I grasp that there is accidental string contact, but this seems very different from a swipe, an intentional movement.

Am I misinterpreting?

I think from Antons’s perspective the slow practice ethos is because he does not swipe. Not sure if that’s relevant but I don’t see swiping as a necessity especially for the majority of single escape-based players (i.e most)

Say you’re DSX and the pick is trapped between E and A strings, and you want to hit the D string. Don’t you have to go through the A string with a swipe in order to hit the D?

If the note on the E or A string is a downstroke then no, as it will escape the strings and the note on the D string would be an upstroke. I know what you’re getting at through, as it’s dependant on your escape motion (assuming single escape)

From my understanding people like Anton are highly developed DBX players, and the difference between there USX and DSX is nominal as the pick slant is neutral.

I’m no expert, i’m still confused about pickslanting lol, but if you are using DSX or the other one, aren’t you supposed to arrange the lines/picking so your last pick stroke is the escape so it is free to strike other strings? If you are ending trapped between e an a and need to go to d then this is poor planning and you are doing it wrong?

Sorry, I did a bad job explaining. Let’s pretend somebody is DSX, and the pick is free. They need to hit one note on the A, and then one note on the D. So, it would go like this:

  1. Upstroke to hit A, then trapped between E and A.
  2. Downstroke swipes through A, hits D, and becomes free.

Is there a way to avoid the swipe except for not doing things like this? Note that problems like this often times result from one note per string scenarios.

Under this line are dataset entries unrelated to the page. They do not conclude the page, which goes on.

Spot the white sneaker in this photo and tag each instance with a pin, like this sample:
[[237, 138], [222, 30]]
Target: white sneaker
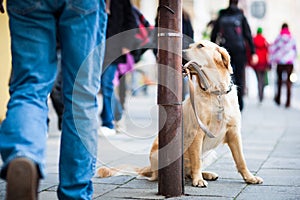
[[105, 131], [120, 125]]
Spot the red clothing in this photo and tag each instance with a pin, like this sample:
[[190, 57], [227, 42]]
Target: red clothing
[[261, 48]]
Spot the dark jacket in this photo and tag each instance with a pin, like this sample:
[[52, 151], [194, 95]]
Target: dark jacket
[[120, 20], [234, 45]]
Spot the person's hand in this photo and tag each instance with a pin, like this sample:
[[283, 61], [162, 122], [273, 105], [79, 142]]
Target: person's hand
[[1, 6]]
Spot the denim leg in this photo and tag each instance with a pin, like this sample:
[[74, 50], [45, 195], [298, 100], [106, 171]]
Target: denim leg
[[117, 107], [24, 131], [107, 88], [82, 30]]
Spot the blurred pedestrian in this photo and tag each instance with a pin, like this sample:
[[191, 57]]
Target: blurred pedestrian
[[231, 30], [119, 42], [261, 67], [283, 53], [34, 27]]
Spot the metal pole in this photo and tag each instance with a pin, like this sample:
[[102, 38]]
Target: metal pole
[[170, 174]]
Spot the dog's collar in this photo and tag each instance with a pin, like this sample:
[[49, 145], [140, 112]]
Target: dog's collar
[[193, 68]]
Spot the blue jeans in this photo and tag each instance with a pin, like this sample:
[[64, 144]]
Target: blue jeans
[[111, 105], [80, 27]]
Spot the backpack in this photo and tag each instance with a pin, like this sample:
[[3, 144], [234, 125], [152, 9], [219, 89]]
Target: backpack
[[143, 36], [230, 33]]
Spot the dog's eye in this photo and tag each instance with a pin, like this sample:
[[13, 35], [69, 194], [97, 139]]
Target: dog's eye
[[199, 46]]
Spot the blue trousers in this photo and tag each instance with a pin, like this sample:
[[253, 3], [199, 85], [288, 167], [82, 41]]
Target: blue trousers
[[34, 27]]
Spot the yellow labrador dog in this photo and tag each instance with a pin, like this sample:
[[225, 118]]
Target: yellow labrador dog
[[216, 104]]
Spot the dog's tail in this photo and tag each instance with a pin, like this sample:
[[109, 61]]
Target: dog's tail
[[144, 172]]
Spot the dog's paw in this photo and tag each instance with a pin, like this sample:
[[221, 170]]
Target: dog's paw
[[210, 176], [254, 180], [104, 172], [199, 183]]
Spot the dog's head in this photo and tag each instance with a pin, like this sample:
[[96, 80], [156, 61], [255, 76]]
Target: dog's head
[[214, 59]]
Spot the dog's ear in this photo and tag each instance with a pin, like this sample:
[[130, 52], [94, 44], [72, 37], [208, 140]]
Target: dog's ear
[[225, 58]]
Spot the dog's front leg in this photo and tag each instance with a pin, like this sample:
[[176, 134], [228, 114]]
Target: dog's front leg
[[194, 152], [235, 144]]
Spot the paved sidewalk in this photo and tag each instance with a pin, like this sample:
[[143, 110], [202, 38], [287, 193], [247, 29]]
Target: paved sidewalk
[[271, 138]]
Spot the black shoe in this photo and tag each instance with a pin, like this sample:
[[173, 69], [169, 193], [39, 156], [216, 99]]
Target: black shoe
[[22, 180], [277, 101]]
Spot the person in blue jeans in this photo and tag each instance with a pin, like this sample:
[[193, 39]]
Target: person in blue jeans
[[34, 27], [119, 42]]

But is it wrong, in the sense that some people swipe very effectively and listeners just can’t hear it in practice? I suspect the problem starts when one is getting into situations with one note per string, and this frequently will result in irregular things like sweeping, swiping, and more.

You could hit the note on the A string and then get yourself free.
I’m just guessing though.

Added: Again I don’t really know much, but you can hear swiping though sometimes right? You could hear it with PG when he did it in certain postions. The note sounds extra exaggerated or emphasized. Didn’t Anton claim he could hear it at anytime and even pick touches? Didn’t he demostrate the different sound between them. In that one video he mentioned when people’s pick would touch and when they were “out of sync” and he could just hear it all. Personally, I don’t like the idea of it. Seems to be cheating lol. But I guess if you can make it sound good and if it is the only way then that’s what you gotta do. I think though with some people they didn’t know they were doing it. In addition to other aspects of their technique.

Yes, that might work in many cases, depending on where your hand has to be for the upcoming notes.

Yeah, I’d call it an “escape hatch.” :grinning:

The other thing is though, if you are upward pickslanting or DSX, when you go to downstroke the A string being stuck between A and E after an upstroke with the intention of swiping right through A to play the D string, aren’t you going to clear miss the D since the normal trajectory of DSX will take you over it since it is escaping. You’ll have to change something there and kind of sweep them in a down direction I guess. But if you kept going in that down direction turning your wrist a little could that take you out of the plane of the A string like a two way pick slanting thing and then just head over to D string. Maybe I’m remembering wrong or my physics are wack.